Sun is really ticking me off this week (and last). I am trying to find the least-time installation procedure for Sun Grid Engine (SGE), to test on an Amazon EC2 AMI (Amazon Machine Image). OpenSolaris + SGE AMIs are publicly available, but no Linux + SGE yet.

Just finding the files is amazingly complicated. http://gridengine.sunsource.net/ appears to be the old SGE site -- it doesn't offer 6.3 releases -- but it lacks a pointer to the new site. I thought 6.3 wasn't really available yet, until I remembered seeing a totally different download site, and found it again.

The new SGE site seems to be http://wikis.sun.com/display/GridEngine/Home, which doesn't link back to sunsource either. For extra confusion, http://wikis.sun.com/ hosts 6 different SGE wikis (4 English, 2 Japanese).

I found 4 ways to get SGE electronically (there are also CD media, but for clusters who cares?):

  • CVS source. The CVS tree includes instructions for building, but I found several inaccuracies and problems. I didn't get it built, so I don't know how serious the problems are. Compiling from source isn't really appropriate for AMIs anyway, so I stopped working through the issues.
  • Sun's Download Center offers only the latest release, as zipped tarballs and zipped RPMs.
    • This page should offer links to older releases.
    • It's ridiculous to zip RPMs -- they're compressed already, it seems downright stupid to zip tarballs, as they're explicitly compressed!
    • The 64-bit tarball isn't self-contained -- it also apparently requires the 32-bit tarball, but I had to Google to find this out.
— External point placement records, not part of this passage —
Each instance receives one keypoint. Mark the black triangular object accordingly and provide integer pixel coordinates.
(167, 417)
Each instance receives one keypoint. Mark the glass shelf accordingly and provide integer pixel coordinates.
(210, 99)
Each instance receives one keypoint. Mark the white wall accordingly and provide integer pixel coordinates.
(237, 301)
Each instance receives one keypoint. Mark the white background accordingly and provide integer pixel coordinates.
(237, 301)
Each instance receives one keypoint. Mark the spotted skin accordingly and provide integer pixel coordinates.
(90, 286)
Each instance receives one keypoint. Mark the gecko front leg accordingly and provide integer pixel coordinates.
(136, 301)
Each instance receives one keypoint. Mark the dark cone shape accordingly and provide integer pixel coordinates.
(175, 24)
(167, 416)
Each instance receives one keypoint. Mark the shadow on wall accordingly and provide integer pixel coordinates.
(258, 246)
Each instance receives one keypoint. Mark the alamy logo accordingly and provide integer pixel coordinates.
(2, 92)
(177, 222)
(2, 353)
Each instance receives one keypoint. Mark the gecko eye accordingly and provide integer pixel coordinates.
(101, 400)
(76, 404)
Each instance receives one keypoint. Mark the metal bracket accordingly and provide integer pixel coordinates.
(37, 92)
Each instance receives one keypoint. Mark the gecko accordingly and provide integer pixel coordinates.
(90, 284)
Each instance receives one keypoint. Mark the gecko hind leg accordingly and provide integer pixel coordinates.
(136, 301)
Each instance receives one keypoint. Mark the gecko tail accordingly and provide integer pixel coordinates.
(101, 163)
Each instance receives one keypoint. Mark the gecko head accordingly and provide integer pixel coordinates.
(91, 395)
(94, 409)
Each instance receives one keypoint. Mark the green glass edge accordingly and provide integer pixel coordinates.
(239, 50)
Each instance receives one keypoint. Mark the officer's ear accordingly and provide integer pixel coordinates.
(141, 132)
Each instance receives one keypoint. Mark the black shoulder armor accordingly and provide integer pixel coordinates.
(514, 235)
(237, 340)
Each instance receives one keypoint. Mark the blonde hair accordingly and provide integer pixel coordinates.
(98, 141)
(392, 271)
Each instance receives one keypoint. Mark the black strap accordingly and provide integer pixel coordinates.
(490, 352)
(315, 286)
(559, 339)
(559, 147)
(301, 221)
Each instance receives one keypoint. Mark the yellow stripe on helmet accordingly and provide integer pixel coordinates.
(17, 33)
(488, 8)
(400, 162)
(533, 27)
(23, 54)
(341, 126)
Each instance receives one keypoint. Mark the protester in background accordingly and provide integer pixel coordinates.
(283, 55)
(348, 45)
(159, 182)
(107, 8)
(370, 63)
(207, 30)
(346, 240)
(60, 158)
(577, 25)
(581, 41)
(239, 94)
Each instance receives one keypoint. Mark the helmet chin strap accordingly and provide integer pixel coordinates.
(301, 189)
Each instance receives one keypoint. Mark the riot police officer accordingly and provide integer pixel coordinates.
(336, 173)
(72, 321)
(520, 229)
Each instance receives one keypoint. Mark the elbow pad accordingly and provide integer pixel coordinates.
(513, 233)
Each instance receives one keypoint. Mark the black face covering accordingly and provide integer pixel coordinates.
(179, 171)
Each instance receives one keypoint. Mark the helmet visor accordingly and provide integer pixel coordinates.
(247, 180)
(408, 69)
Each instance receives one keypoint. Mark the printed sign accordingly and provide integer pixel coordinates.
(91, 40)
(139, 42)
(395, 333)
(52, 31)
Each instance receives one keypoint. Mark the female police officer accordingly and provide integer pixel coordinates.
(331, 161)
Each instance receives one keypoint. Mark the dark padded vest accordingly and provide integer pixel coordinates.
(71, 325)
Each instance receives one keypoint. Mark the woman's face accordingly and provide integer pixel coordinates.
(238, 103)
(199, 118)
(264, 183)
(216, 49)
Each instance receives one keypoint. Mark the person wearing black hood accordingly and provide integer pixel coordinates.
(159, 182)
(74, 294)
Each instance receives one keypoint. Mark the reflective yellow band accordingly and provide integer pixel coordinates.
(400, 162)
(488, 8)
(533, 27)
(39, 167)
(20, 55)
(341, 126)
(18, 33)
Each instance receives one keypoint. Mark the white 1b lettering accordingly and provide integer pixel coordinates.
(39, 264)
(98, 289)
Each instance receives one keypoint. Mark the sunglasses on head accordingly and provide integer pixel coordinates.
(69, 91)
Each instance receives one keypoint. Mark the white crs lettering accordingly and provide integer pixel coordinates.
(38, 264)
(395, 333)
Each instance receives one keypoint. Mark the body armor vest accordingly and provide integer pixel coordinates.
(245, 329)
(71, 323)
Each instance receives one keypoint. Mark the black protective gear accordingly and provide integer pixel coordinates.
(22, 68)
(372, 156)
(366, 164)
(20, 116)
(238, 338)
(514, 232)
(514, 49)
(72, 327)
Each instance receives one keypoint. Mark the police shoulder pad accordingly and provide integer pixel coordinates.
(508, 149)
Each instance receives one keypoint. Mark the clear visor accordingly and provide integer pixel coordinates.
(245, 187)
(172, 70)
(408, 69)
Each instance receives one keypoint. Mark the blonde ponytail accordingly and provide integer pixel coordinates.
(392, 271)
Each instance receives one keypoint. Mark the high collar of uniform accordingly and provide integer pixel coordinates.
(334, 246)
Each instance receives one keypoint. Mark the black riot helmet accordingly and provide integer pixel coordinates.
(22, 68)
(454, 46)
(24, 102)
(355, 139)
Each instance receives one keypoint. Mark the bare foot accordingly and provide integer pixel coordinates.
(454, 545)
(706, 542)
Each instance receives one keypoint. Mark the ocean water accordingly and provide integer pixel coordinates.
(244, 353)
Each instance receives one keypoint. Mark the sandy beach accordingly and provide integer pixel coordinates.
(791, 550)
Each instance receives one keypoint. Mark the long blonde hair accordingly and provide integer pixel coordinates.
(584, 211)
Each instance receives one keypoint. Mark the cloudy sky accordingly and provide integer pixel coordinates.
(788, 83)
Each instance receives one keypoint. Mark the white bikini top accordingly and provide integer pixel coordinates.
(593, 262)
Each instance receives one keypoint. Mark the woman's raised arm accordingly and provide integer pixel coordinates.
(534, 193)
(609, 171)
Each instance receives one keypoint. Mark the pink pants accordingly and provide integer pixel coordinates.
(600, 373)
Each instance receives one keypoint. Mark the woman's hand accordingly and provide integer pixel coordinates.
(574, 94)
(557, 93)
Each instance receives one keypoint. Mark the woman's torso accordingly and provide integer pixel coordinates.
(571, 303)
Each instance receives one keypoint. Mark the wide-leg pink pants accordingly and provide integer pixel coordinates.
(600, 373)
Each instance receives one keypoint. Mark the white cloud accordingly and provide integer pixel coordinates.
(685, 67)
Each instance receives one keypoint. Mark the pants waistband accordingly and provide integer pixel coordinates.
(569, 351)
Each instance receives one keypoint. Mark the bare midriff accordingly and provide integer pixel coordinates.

Again, I stopped pursuing this option before I got it to work.
  • http://gridengine.sunsource.net/downloads/latest.html (note 'latest') redirects to a download page for 6.2u2_1 -- not the latest.
pepper@teriyaki:~/Downloads$ unzip -Z sge62u3_linux24-i586_rpm.zip 
Archive:  sge62u3_linux24-i586_rpm.zip   28572971 bytes   2 files
-rw-r--r--  2.3 unx 24722508 tx defN 18-Jun-09 05:34 sge6_2u3/sun-sge-bin-linux24-i586-6.2-3.i386.rpm
-rw-r--r--  2.3 unx  4023935 tx defN 18-Jun-09 05:34 sge6_2u3/sun-sge-common-6.2-3.noarch.rpm
2 files, 28746443 bytes uncompressed, 28572553 bytes compressed:  0.6%
pepper@teriyaki:~/Downloads$ unzip -Z sge62u3_linux24-i586_targz.zip 
Archive:  sge62u3_linux24-i586_targz.zip   28699502 bytes   2 files
-rw-r--r--  2.3 unx 24825624 bx defN 18-Jun-09 05:34 sge6_2u3/sge-6_2u3-bin-linux24-i586.tar.gz
-rw-r--r--  2.3 unx  3981994 bx defN 18-Jun-09 05:34 sge6_2u3/sge-6_2u3-common.tar.gz
2 files, 28807618 bytes uncompressed, 28699112 bytes compressed:  0.4%

RPMs should install into the right places and be ready to go with chkconfig, but instead Sun decided to unpack them into /gridengine/sge, which doesn't even follow Sun's /opt convention. Worse, they do not install init scripts, or even provide init scripts suitable for symlinking. Instead the unpacked installer must be run to customize the init script templates. What were they (not?) thinking?!? The inst_sge installer doesn't actually copy any files -- you have to manually copy them to the right place, making the RPM even less useful (the workaround is probably to make /gridengine/sge a symlink to the desired location, assuming rpm will install under a symlink).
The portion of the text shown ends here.